Utopía y Realidad Social

La utopía, desde Moro, pretende ser una representación de la sociedad política ideal que tenga resueltos los problemas sociales cardinales que enfrentamos los humanos en cada momento histórico en que aparece una propuesta de esta índole. La etimología de la palabra “utopía” marca su limitación, y deja asentado que la quimera es un no lugar, un lugar inexistente, un imaginario. En Wikipedia se puede identificar las dificultades del término, y se aclaran algunas restricciones que nos servirán para plantear un marco de reflexión: poseen un carácter fantasioso e ingenuo, están históricamente condicionadas, provocan estancamiento social, lindan con el totalitarismo, son sarcásticas.

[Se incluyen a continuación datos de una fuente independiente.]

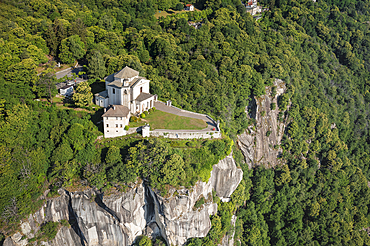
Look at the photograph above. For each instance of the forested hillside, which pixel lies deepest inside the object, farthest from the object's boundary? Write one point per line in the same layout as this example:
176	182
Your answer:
320	49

El siglo XIX inicia una nueva racionalización en la formulación de propuestas utópicas creando tendencias de pensadores que algunos los han denominado socialistas utópicas (Blanqui, Saint-Simon, Fourier, Owen, Proudhon). Las propuestas variaban siendo su punto de partida la sociedad capitalista y sus problemas. La diferenciación de los socialistas utópicos con el designado socialismo científico de Marx y Engels era la centralidad que estos autores le daban al trabajo y a la lucha de clases. A juzgar por las restricciones indicadas anteriormente, las utopías en el siglo XIX respondían más a la realidad. Y es que eran producto de la creencia de que la ciencia social era posible y deseable, además de tener una confianza en la racionalidad occidental; eran pensadores ilustrados y optimistas que creían en el universalismo de la razón. Entendían al cambio social como resultado de un proceso de modernización, evolutivo, progresivo e inevitable (Garrido, et. al., 2009).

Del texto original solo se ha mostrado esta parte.